Clause brought up, and read 1°. Motion made, and Question proposed, "That the said Clause be now read a second time."

said, he could not accede to the proposition of the hon. Gentleman, not because he thought degrees should be taxed, or was unwilling to consider the subject at a proper time, but because to exempt the University of Dublin from the operation of the stamp law would be a piece of irregular and partial legislation.

said, he should support the clause.

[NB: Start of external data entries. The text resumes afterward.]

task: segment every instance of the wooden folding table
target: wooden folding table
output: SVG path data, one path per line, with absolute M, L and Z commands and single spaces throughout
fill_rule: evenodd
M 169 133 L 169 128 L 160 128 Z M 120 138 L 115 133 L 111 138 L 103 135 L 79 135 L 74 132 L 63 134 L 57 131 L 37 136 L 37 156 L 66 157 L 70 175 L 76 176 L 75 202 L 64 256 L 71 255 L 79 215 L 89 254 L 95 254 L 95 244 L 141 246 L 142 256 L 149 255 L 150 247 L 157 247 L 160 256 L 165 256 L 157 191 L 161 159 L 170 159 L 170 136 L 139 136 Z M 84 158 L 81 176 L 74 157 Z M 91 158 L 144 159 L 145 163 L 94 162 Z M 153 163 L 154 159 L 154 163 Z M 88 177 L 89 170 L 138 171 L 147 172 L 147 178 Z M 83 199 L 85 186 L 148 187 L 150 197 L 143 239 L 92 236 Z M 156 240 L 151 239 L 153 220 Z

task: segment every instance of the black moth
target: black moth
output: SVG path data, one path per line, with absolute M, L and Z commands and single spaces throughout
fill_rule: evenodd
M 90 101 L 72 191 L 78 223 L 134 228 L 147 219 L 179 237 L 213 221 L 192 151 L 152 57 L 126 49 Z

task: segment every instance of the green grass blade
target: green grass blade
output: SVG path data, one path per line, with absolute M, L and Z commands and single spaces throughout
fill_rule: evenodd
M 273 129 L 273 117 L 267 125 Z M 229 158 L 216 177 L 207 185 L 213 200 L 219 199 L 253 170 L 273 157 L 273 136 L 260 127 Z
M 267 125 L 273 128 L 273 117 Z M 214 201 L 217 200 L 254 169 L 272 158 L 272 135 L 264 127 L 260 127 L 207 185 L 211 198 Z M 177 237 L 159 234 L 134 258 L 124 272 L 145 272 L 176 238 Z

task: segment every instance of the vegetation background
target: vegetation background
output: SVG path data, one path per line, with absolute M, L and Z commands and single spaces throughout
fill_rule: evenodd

The tax in question was a duty upon the students, and not upon the University, and nothing could be fairer than the proposed clause, which was not proposed in a spirit of favouritism.

said, he would suggest, that as the Bill was one of those in favour of which the House of Lords had made an exception, it would be better to postpone the discussion. He moved that the debate be adjourned.

Motion agreed to.

Debate adjourned till to-morrow.

The House adjourned at Three o'clock.